Recent weeks have seen more attention paid to the epidemic resurgence in Covid-19 than to "monkeypox", or monkey pox.
Yet, the World Health Organization (WHO), calls for urgent and coordinated action if it is to make a change in the fight against the spread of the disease.
It is evident that contamination in Europe is on the rise after it has increased slightly over six weeks. More than 6200 cases are reported in 58 countries. Most of them are located in Western Europe.
This is four times greater than mid-June, despite an underestimation in the actual number of cases. There are at least three reasons for this.
First, frequent misdiagnoses. Although symptoms may resemble "historic" smallpox which was eradicated in 1980s, the truth is that they are often not as clear-cut. Some cases can be confused with chickenpox and other conditions like syphilitic channel, herpes simplex, or gonorrhea.
Monkeypox in France is now considered a "notifiable" disease. However, screening and surveillance capabilities are still limited.
Finally, "the diagnostic criteria sometimes exclude homosexuals without a trip history from the beginning", as Claude-Alexandre Gustave, a biologist, laments. He cites a British study in The Lancet.
As an example, March 2020 was the first time "Covid-19", a condition that could only be diagnosed in patients who had returned from China, was it?
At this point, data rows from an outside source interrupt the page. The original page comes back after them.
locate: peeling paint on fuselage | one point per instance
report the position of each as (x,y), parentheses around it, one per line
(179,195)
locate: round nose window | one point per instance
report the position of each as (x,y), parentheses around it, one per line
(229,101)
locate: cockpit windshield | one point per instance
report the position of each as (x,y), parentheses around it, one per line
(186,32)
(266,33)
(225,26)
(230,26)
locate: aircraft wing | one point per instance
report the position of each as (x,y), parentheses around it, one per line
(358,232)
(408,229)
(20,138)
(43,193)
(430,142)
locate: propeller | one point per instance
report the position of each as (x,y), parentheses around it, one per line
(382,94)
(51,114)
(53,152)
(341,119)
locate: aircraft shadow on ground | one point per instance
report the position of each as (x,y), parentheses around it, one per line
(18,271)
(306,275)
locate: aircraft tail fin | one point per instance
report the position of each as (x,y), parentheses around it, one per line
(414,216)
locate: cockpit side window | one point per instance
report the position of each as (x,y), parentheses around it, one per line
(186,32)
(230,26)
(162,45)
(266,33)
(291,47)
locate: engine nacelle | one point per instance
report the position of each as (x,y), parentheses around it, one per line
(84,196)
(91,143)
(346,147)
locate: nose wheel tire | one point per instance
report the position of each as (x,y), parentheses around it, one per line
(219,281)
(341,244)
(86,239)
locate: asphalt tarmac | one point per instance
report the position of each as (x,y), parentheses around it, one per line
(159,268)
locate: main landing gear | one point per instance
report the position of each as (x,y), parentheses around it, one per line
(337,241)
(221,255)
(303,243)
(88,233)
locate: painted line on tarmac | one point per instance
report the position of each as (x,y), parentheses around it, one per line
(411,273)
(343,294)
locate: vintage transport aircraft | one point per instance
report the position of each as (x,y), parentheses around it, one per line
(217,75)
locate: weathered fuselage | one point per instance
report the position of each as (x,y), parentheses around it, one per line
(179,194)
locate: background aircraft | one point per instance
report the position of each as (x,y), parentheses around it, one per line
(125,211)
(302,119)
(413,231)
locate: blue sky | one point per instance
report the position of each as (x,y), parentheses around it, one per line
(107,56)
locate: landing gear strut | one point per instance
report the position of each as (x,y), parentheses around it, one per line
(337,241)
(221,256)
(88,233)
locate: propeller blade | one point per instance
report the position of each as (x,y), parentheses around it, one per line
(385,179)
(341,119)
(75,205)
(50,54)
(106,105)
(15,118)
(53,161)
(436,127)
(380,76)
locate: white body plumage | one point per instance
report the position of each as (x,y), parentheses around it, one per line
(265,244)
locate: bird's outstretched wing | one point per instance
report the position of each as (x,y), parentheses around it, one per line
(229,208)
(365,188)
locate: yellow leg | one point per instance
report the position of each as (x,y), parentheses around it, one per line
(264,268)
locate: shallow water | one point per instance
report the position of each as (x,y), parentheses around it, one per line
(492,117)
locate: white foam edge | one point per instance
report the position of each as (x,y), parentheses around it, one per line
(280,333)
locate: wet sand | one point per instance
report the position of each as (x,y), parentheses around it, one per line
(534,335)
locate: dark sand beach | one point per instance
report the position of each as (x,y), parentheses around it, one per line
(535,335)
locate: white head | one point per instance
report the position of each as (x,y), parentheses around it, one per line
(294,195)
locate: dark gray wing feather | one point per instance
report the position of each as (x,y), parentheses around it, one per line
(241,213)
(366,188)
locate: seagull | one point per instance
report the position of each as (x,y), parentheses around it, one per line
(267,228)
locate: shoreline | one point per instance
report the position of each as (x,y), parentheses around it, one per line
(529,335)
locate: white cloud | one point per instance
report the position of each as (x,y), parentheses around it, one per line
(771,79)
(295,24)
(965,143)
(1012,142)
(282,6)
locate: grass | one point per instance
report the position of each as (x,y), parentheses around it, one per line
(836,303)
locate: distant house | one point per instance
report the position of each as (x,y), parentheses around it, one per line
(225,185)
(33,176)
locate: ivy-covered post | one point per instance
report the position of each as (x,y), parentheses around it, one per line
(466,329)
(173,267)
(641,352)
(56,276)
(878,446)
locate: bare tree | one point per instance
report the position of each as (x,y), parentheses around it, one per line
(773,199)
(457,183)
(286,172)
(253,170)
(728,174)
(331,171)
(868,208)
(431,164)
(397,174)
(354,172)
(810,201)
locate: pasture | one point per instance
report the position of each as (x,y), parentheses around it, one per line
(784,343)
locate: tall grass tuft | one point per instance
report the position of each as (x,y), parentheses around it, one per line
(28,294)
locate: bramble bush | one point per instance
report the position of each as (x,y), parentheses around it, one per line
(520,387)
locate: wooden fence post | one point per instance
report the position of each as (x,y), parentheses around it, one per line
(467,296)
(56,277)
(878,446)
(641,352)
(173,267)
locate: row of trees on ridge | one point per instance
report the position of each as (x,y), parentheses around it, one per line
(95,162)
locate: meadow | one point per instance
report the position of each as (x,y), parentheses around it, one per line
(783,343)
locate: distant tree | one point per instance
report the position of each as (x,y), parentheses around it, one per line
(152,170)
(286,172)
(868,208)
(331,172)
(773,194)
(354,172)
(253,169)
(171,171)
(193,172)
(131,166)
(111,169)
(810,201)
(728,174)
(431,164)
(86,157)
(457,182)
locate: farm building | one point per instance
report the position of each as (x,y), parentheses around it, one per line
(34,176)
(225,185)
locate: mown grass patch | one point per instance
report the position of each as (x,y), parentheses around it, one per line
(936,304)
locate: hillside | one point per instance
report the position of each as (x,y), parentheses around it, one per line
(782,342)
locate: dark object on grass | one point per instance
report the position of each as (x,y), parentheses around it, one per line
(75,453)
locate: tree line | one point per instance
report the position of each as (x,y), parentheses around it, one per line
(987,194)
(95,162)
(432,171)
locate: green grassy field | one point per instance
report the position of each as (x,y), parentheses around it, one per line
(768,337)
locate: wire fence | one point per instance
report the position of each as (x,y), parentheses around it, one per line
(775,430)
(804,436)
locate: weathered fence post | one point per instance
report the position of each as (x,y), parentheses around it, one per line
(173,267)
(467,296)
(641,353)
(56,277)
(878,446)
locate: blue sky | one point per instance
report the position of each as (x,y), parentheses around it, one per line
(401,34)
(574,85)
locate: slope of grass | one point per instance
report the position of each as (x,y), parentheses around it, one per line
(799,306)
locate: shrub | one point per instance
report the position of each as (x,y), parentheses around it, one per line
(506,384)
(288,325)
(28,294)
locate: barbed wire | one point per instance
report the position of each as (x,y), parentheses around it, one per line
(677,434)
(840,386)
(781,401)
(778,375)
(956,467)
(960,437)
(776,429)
It is not sexually transmitted, but there are cases in children and women.
Claude-Alexandre Gustave, biologist
Longer, hotter, drier days, open windows... The spread of respiratory viruses such as Covid-19 is influenced by the summer season.
Monkey pox is a different case. It can be transmitted by direct contact...and indirect. This includes the skin and mucous membranes as well as household linen, dishes, smartphones, and any other shared objects.
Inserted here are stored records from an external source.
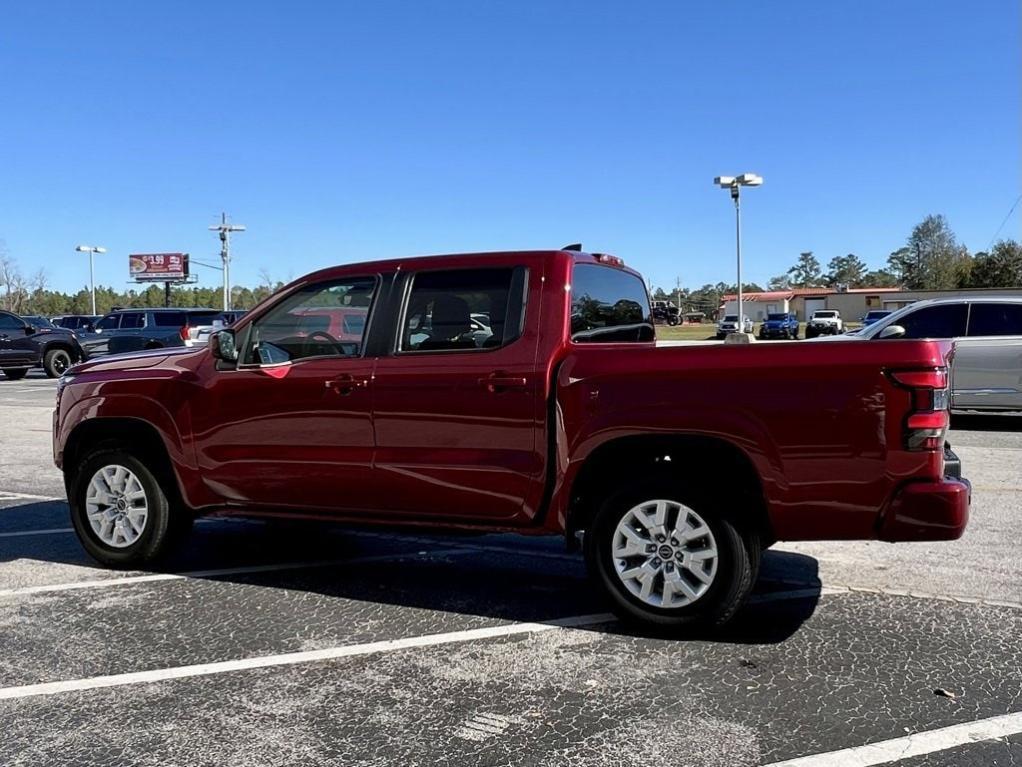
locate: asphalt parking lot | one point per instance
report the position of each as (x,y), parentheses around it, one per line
(317,645)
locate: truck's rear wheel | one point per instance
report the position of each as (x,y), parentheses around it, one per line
(121,511)
(668,559)
(55,362)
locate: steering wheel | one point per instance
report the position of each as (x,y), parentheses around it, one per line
(323,336)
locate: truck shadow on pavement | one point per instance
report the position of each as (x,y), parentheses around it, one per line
(506,578)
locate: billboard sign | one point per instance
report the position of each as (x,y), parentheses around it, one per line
(157,267)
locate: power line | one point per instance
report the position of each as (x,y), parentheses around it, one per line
(225,230)
(1019,197)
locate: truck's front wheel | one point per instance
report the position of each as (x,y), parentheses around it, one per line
(121,511)
(666,559)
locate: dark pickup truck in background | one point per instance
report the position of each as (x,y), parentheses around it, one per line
(135,329)
(25,345)
(369,394)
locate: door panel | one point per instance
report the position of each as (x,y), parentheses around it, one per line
(987,373)
(457,429)
(290,427)
(10,330)
(303,441)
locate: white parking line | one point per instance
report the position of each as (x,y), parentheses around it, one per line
(917,745)
(291,659)
(7,495)
(51,531)
(156,577)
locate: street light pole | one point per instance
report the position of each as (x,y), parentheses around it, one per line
(734,183)
(735,195)
(92,270)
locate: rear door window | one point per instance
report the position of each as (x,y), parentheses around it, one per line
(109,322)
(169,319)
(132,320)
(609,306)
(942,321)
(202,318)
(10,322)
(461,310)
(995,319)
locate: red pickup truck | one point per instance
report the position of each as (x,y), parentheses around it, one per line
(515,392)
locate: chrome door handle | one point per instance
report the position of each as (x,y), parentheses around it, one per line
(344,385)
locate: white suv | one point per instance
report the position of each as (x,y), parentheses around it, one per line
(825,321)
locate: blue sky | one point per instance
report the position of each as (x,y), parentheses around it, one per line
(342,131)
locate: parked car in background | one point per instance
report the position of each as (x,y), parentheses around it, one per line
(729,324)
(25,345)
(664,464)
(875,315)
(37,320)
(200,333)
(986,367)
(665,313)
(824,322)
(136,329)
(76,321)
(779,325)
Summer brings with it the risk of amplifying, especially when there are outings, festivals and transport.
Claude-Alexandre Gustave, biologist
This could lead to a high incidence of infections in the first few weeks of school. These risks have been minimized by the very responsive American and British health services.
Mild monkeypox It is not very fatal, though. Professor Antoine Flahault told us in May that although we are only talking about 1-10% lethality in Africa, these are the actual figures. It is quite different when the infrastructure for health care allows for high quality care.
Among the European cases, there has not been a single death. Due to its lower transmissibility, it is still not widely distributed.
However, children are at greater risk of dying than adults. This is also true for orthopoviruses, which is the virus that is found in the same family as this virus.
Professor at the University of Medicine of Montreal Dr. Lisa Iannattone reminds us that the effects of infection can be fatal or life-threatening.
Monkeypox can cause severe pain, such as severe shingles-like symptoms, on the skin and eyes.
Although "Monkey pox," may not be a new concept in Europe, it is quite common. However, it is endemic in parts of Africa and well-known. Marc Gozlan's blog "Biomedical Realities", explains that the symptoms of "European contaminations" are different from previous ones. For example, there is less frequent fever and skin lesions.
It is a fact that protection against contamination by contact requires the use of the same gestures: a mask to reduce the risk of transmission via air, as well as hydroalcoholic gel and barrier gestures.
Marc Gozlan reminds us that there is a risk in the hospital and that it must be considered.